Studio X contribute a tune called ‘Body Music’, whose refrain is ‘electro/ body/ music’, but confusingly, it’s not EBM: it’s industrial techno, or hard trance (you choose). Nachtmahr, an industrial techno act, are represented by a tune called ‘Mädchen In Uniform’, which sounds very EBM: I have to concur with the singer’s appreciation of girls in uniform, but I can’t work out why he sounds so angry about it.
The download card provides a few gems: ‘The Final Destruction (Ionic Vision mix)’ from Red Industrie feat. Sara Noxx takes a mid-tempo route to a laconically ominous mood that I enjoyed a great deal. Virgins O.R. Pigeons’ tune ‘Born In Sin (De_Tot_Cor mix)’ has been doing the rounds of the compilations for a while, but it’s a favourite tune of mine, and it’s nice to hear it included here. It’s strange to find Unter Null curated as EBM, but anything Erica Dunham does is fantastic in my book (including her bacon flavoured confectionery), so I was pleased to find ‘Broken Heart Cliché (Kant Kino mix)’ included for those who have’t got all the remixes already; it’s followed up with the lovely ‘Miles From Here’, also an Erica Dunham tune, released under the name of Stray.
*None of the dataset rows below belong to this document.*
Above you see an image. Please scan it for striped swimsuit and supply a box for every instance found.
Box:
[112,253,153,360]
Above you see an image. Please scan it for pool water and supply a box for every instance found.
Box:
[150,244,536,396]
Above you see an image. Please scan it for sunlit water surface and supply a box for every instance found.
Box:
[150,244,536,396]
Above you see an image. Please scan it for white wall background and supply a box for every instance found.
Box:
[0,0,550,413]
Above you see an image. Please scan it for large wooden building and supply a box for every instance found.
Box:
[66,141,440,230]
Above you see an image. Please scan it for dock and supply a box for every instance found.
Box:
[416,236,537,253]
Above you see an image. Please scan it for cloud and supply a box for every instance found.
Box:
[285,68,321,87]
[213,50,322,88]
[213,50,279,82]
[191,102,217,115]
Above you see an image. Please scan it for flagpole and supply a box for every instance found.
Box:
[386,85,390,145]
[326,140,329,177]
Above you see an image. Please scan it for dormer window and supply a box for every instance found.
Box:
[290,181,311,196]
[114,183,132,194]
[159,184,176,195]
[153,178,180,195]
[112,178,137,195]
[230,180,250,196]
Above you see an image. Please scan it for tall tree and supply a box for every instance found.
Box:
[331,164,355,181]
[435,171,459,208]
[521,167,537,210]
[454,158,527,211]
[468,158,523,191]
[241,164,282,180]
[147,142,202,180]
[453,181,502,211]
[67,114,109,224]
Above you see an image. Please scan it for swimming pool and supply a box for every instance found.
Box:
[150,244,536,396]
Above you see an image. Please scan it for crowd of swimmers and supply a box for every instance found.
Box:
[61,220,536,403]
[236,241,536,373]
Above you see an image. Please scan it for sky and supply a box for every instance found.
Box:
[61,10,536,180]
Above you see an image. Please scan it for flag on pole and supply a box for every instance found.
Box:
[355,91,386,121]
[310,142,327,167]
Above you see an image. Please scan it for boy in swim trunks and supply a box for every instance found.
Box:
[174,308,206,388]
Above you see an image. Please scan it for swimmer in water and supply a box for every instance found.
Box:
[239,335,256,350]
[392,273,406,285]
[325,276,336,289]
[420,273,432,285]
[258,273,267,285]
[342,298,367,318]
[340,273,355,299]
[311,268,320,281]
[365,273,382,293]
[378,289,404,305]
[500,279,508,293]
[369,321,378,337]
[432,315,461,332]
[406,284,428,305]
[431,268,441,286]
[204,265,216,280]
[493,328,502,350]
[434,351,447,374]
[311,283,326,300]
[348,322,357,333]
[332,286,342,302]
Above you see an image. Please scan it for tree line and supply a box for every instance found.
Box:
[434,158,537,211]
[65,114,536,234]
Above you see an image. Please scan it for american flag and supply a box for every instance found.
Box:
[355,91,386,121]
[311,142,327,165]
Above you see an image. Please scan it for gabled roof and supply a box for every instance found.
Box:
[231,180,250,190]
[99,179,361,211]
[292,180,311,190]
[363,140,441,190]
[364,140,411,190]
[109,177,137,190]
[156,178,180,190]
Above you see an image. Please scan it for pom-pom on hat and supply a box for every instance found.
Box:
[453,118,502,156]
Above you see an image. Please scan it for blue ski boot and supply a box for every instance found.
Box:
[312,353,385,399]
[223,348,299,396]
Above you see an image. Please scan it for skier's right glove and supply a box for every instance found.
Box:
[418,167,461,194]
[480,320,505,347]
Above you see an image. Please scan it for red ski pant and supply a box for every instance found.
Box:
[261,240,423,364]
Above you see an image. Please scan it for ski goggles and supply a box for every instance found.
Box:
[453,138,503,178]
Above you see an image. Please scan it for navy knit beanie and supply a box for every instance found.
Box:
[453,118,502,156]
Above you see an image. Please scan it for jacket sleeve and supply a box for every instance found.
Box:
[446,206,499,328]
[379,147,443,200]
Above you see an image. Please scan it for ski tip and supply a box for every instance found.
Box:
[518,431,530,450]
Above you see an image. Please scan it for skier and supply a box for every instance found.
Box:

There are one hundred and twelve tracks here if you include the downloads, so it would be pointless for me to attempt to give more than a random sampling any individual attention. The question I need to answer is, is this collection worth the relatively large number of spondoolies you’ll be asked to swap for it?
For strangers to industrial music, it’s a fantastic introduction. It gives some sense of the diversity of the style, but it avoids the most abrasively harsh material, which can be offputting to unhabituated ears. It presents a real opportunity to explore, by including a lot of material in its own right, which will take quite some time to absorb, and by offering an introduction to a huge range of acts for further investigation. It should be noted, however, that some very important acts are not represented here, and you should never take a compilation from a label with its own roster of artists as representative of a genre: it’s fair enough, they have records to sell.
For DJs it’s a superb resource: as with Endzeit Bunkertracks you can expect a lot of tunes to become ubiquitous pretty quickly, and you will need to be wary of sourcing too much of your sets from this, because there’s a certain interchangeability among the (particularly internet radio) DJs who use the best known industrial compilations. There are a lot of excellent tunes here: I can’t recall any duds, so that’s 112 excellent tunes, but obviously they’re not all going to be right for every set. You certainly can’t pull them out at random and expect to end up with an EBM set, because as I’ve said, there’s a lot in here that isn’t.
I’m not special enough to get review copies from big shot labels like Alfa Matrix, so I shelled out for this, and I turned out to have fourteen of these tracks already (in the mixes included), but am I feeling ripped off? No way! I’m not likely to listen to this as a complete album very much, but it’s added a rich seam of creative, crunchy industrial goodness to my music library, and I’m very happy with it.